9. The method according to claim 1, in which determining the desirable Document Object Module (DOM) node further comprises the steps of:

setting the first node in the desirable Document Object Module (DOM) path as a first node;

setting the second node in the desirable Document Object Module (DOM) path as a second node; and

determining whether rules for determining the desirable Document Object Module (DOM) node have been satisfied.
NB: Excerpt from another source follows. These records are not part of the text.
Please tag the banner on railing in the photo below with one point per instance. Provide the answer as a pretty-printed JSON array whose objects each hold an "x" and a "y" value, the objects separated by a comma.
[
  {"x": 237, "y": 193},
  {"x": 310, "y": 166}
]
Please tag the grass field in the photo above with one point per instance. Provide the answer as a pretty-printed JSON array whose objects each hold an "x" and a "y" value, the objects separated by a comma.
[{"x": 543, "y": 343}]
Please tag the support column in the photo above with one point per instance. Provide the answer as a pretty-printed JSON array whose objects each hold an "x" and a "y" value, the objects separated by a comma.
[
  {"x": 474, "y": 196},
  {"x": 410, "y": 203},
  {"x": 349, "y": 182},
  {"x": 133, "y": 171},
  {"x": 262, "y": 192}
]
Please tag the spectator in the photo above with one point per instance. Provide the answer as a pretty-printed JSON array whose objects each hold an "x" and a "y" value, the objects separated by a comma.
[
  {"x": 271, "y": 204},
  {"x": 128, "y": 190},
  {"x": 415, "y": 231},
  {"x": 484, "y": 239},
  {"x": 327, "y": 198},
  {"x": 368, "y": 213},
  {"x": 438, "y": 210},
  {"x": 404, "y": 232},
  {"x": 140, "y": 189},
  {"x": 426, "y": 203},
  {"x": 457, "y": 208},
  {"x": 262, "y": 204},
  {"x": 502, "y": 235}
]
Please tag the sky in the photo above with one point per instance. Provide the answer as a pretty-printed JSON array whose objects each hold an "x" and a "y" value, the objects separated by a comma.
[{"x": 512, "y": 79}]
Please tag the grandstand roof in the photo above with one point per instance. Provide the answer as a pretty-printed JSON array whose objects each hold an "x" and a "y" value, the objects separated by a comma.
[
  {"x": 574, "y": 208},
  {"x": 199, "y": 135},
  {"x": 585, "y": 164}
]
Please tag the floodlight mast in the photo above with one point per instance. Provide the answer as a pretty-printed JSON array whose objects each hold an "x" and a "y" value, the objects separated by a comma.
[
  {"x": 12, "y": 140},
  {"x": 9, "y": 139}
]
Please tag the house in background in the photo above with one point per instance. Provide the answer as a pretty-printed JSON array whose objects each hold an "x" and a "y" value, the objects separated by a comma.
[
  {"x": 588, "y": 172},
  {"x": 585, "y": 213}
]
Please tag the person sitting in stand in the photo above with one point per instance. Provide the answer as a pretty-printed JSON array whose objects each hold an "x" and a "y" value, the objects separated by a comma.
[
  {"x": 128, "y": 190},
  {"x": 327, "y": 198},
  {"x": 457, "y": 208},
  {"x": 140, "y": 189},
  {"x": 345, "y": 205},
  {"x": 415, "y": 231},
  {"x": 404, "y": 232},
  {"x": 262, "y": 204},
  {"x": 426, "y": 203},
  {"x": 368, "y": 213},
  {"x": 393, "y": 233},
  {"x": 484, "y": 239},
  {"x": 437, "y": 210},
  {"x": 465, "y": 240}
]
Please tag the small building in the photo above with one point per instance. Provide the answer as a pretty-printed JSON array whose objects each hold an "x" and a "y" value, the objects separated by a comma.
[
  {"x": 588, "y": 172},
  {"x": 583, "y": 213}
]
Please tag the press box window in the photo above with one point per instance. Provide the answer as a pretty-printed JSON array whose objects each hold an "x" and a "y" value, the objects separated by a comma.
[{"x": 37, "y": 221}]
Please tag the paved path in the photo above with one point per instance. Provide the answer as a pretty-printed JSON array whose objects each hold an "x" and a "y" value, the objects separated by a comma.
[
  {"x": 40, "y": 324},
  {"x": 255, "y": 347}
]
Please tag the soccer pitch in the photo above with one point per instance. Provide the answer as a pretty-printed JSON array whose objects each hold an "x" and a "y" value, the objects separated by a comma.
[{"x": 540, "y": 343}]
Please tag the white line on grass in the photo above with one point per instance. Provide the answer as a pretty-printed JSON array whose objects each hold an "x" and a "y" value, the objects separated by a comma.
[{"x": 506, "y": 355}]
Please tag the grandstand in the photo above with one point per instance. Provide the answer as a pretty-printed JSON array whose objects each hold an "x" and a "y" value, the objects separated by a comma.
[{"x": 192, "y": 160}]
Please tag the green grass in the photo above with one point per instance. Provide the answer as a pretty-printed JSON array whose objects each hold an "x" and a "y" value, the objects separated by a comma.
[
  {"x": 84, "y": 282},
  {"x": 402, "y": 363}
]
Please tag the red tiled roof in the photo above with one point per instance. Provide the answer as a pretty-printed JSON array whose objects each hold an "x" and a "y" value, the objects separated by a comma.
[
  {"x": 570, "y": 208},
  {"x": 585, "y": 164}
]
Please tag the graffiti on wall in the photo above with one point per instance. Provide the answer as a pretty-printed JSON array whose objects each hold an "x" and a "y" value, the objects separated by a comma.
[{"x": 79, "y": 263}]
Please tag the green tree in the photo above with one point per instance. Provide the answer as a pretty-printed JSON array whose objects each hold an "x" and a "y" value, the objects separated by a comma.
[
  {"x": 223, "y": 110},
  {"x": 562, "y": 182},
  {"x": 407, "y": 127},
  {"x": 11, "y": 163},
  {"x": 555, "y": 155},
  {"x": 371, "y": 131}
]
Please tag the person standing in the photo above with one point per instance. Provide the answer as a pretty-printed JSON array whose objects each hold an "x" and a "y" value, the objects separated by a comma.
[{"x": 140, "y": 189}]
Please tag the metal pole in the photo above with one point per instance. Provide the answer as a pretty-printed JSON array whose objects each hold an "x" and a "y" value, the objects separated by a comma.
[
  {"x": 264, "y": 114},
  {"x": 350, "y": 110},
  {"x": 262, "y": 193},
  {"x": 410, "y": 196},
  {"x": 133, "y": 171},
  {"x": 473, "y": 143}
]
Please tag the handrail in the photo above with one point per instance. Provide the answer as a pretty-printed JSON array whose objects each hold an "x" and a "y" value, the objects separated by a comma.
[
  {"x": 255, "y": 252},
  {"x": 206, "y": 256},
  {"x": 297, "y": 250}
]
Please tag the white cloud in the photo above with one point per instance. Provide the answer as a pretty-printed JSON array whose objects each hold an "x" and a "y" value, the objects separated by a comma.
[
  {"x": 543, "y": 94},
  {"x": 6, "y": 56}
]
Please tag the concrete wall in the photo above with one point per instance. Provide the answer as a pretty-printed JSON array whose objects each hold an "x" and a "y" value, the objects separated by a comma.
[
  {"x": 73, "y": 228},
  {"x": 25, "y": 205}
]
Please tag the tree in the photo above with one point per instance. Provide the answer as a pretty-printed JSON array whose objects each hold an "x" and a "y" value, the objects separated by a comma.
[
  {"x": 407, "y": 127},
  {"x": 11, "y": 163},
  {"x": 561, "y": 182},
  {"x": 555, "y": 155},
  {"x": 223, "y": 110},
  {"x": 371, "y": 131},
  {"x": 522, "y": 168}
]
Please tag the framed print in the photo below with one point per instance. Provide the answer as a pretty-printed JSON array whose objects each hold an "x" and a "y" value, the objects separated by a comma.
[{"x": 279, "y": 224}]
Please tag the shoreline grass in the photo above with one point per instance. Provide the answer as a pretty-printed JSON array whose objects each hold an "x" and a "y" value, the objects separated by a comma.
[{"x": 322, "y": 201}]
10. The method according to claim 9, in which, if the rules for determining the desirable Document Object Module (DOM) node have been satisfied, the first node is set as the desirable Document Object Module (DOM) node.

11. The method according to claim 9, in which, if the rules for determining the desirable Document Object Module (DOM) node have not been satisfied, the second node in the desirable Document Object Module (DOM) path is set as the first node, and the next node following the second node on the Document Object Module (DOM) path is set as the second node.

12. The method according to claim 1, further comprising outputting the desirable Document Object Module (DOM) node.

13. A method of selecting user desirable content from a web page for printing comprising:

receiving a web page;

representing the web page as a Document Object Module (DOM) tree;

determining the desirable Document Object Module (DOM) path;

selecting a single Document Object Module (DOM) node with the highest final score; and

outputting the user desirable content to a printer for printing.

14. The method according to claim 13, in which determining the desirable Document Object Module (DOM) path is performed by scoring nodes within the web page.

15. A web page analysis device for selection of the user desirable content of a web page comprising:

a memory for storing a user desirable content selection algorithm for selection of user desirable content from a web page;

a processing unit for accepting the user desirable content selection algorithm from the memory and executing the user desirable content selection algorithm; and

a network adapter for receiving a web page from a web page server.